After having tried both this and the Sigma 10-20mm, I'd have to stick with this one. While the 10-20 has a longer focal range and a closer focus distance for some really exaggerated portraits, the sharpness and low light ability of the 11-16 make it my preferred choice of lens.

If you're looking for a reasonably priced Ultra Wide, go with this one. And don't worry about the fact that it's not made by Canon/Nikon/whoever. Even though Tokina is a third party lens maker, their build quality is amazing. No plastic bodies and flimsy rings here.

Sigma 24-70mm f2.8 EX Aspherical DG DF

Review Date: Jun 24, 2009 Recommend? yes | Price paid: $325.00 | Rating: 9 

Pros: Very affordable as far as lenses go, IQ is sharp, especially when stopped down
Not as contrasty as other lenses, extending barrel can be annoying, autofocus is a bit slow

First off, the negatives. The first thing I noticed about the lens is that color reproduction seems to be a bit off. Colors seem to be a little more washed out on this lens. While it can be fixed in PP, I prefer a little more vibrance in my colors.

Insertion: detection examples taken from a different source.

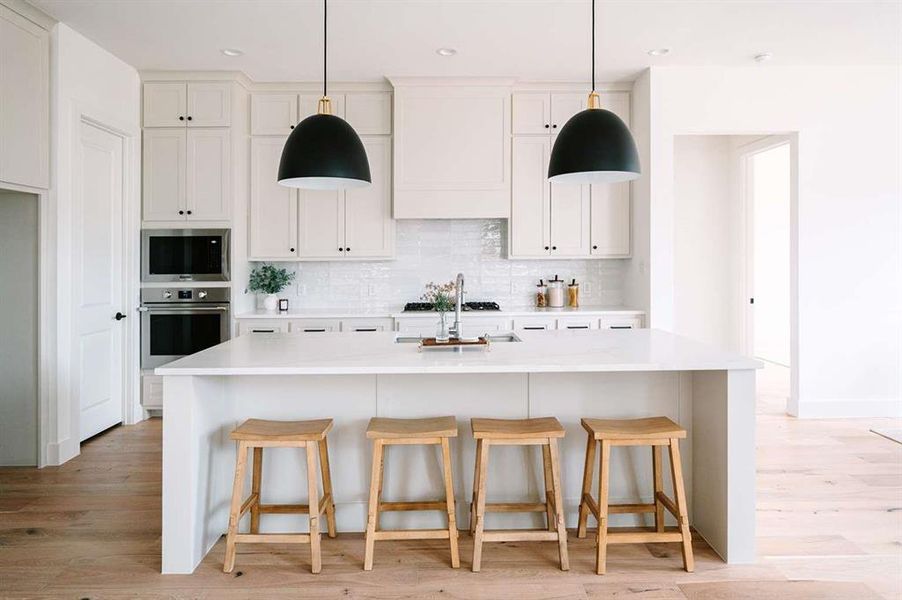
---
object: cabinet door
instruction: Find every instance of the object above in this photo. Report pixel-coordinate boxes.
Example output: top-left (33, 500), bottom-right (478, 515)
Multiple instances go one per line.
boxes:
top-left (345, 92), bottom-right (391, 135)
top-left (298, 94), bottom-right (345, 121)
top-left (511, 92), bottom-right (551, 135)
top-left (251, 94), bottom-right (298, 135)
top-left (0, 6), bottom-right (50, 188)
top-left (143, 128), bottom-right (187, 221)
top-left (187, 82), bottom-right (232, 127)
top-left (250, 137), bottom-right (298, 259)
top-left (510, 136), bottom-right (551, 258)
top-left (144, 81), bottom-right (188, 127)
top-left (186, 128), bottom-right (232, 221)
top-left (298, 190), bottom-right (345, 258)
top-left (591, 181), bottom-right (630, 258)
top-left (550, 150), bottom-right (591, 258)
top-left (551, 93), bottom-right (589, 133)
top-left (344, 136), bottom-right (395, 258)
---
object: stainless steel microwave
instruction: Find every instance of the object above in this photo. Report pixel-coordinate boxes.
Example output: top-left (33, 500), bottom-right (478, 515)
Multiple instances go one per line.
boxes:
top-left (141, 229), bottom-right (229, 282)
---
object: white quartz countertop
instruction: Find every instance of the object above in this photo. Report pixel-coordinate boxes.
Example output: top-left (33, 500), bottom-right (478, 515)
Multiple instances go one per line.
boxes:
top-left (155, 329), bottom-right (762, 375)
top-left (235, 306), bottom-right (645, 319)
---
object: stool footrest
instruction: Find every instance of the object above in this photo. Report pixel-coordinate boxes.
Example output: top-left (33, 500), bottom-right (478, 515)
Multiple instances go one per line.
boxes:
top-left (607, 527), bottom-right (683, 544)
top-left (373, 529), bottom-right (451, 541)
top-left (485, 502), bottom-right (546, 512)
top-left (379, 500), bottom-right (448, 512)
top-left (482, 529), bottom-right (558, 542)
top-left (235, 533), bottom-right (310, 544)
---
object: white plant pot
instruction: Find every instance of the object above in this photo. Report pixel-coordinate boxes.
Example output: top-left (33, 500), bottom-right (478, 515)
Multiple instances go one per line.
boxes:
top-left (263, 294), bottom-right (279, 312)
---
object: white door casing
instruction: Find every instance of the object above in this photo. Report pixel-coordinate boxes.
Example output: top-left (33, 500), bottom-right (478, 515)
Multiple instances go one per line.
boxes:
top-left (71, 122), bottom-right (128, 440)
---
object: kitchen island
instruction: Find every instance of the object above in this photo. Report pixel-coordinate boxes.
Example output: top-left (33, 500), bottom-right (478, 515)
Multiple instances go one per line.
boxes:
top-left (156, 329), bottom-right (761, 573)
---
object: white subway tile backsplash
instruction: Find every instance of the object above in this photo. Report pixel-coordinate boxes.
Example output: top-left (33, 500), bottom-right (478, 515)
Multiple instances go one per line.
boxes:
top-left (251, 219), bottom-right (626, 312)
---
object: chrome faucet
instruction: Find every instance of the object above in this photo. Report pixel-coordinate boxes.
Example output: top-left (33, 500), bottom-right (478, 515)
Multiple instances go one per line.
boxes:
top-left (448, 273), bottom-right (464, 339)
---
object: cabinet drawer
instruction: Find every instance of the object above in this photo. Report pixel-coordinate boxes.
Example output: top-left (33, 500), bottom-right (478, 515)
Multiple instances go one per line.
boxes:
top-left (238, 319), bottom-right (288, 335)
top-left (290, 319), bottom-right (341, 333)
top-left (341, 318), bottom-right (395, 333)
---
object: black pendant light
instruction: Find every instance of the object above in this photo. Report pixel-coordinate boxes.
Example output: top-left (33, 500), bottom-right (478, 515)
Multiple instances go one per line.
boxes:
top-left (548, 0), bottom-right (639, 184)
top-left (279, 0), bottom-right (372, 190)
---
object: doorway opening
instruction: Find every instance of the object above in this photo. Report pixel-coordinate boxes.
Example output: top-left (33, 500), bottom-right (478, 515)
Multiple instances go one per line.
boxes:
top-left (0, 190), bottom-right (40, 466)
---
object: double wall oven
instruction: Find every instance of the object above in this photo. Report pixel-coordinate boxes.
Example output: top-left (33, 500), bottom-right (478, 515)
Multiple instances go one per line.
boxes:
top-left (140, 229), bottom-right (232, 370)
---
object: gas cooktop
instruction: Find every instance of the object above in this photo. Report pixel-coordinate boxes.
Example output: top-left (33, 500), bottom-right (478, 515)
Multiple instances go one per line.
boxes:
top-left (404, 302), bottom-right (501, 312)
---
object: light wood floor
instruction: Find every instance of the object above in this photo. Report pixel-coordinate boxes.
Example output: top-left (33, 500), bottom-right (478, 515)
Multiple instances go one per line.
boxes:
top-left (0, 370), bottom-right (902, 600)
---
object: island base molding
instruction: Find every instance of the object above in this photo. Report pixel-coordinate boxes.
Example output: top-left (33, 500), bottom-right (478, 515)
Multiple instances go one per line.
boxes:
top-left (162, 370), bottom-right (755, 573)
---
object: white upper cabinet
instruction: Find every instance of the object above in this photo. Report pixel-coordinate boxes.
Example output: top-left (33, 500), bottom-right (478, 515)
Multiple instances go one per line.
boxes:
top-left (185, 127), bottom-right (232, 221)
top-left (249, 137), bottom-right (298, 260)
top-left (392, 79), bottom-right (511, 219)
top-left (345, 92), bottom-right (391, 135)
top-left (143, 127), bottom-right (188, 221)
top-left (344, 137), bottom-right (395, 258)
top-left (0, 6), bottom-right (50, 188)
top-left (251, 94), bottom-right (298, 136)
top-left (144, 81), bottom-right (232, 127)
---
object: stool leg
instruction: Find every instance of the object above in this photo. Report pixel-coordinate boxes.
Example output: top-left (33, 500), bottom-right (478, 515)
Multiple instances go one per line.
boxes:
top-left (595, 440), bottom-right (611, 575)
top-left (307, 442), bottom-right (323, 573)
top-left (548, 438), bottom-right (570, 571)
top-left (251, 448), bottom-right (263, 533)
top-left (542, 445), bottom-right (557, 531)
top-left (651, 446), bottom-right (664, 533)
top-left (470, 440), bottom-right (482, 535)
top-left (222, 442), bottom-right (247, 573)
top-left (576, 433), bottom-right (596, 538)
top-left (363, 439), bottom-right (382, 571)
top-left (319, 437), bottom-right (335, 538)
top-left (670, 438), bottom-right (695, 573)
top-left (442, 438), bottom-right (460, 569)
top-left (473, 440), bottom-right (489, 573)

Also, the autofocus is pretty slow. I expected as such from a motor driven lens, but it even slower than I had originally thought. It'll do for concerts, if the subject is more stationary, but it'll be a lot harder to get focus quickly when it matters, like sports.

Lastly, the placement of controls on this thing are just really awkward. The zoom ring is too small, and the focus ring is too big. Maybe its just my tastes, but it took some time to get used to the controls on this thing.

Now for the positives. And these outweigh the negatives in my opinion. First off, IQ is comparable to its Canikon equivalents. Maybe I just got lucky and got a good copy the first time, but when stopped down around 2 stops, this thing is tack sharp. Even at 2.8 my copy is pretty good with sharpness.

Also, at an average price of about 400 bucks, this lens is definitely worth picking up if you don't have the 1500 to spare for the Canon or Nikon lenses. At the very least, you get a definite bang for your buck. If you're looking to upgrade from your kit lens for the first time, this is the perfect lens to do it with.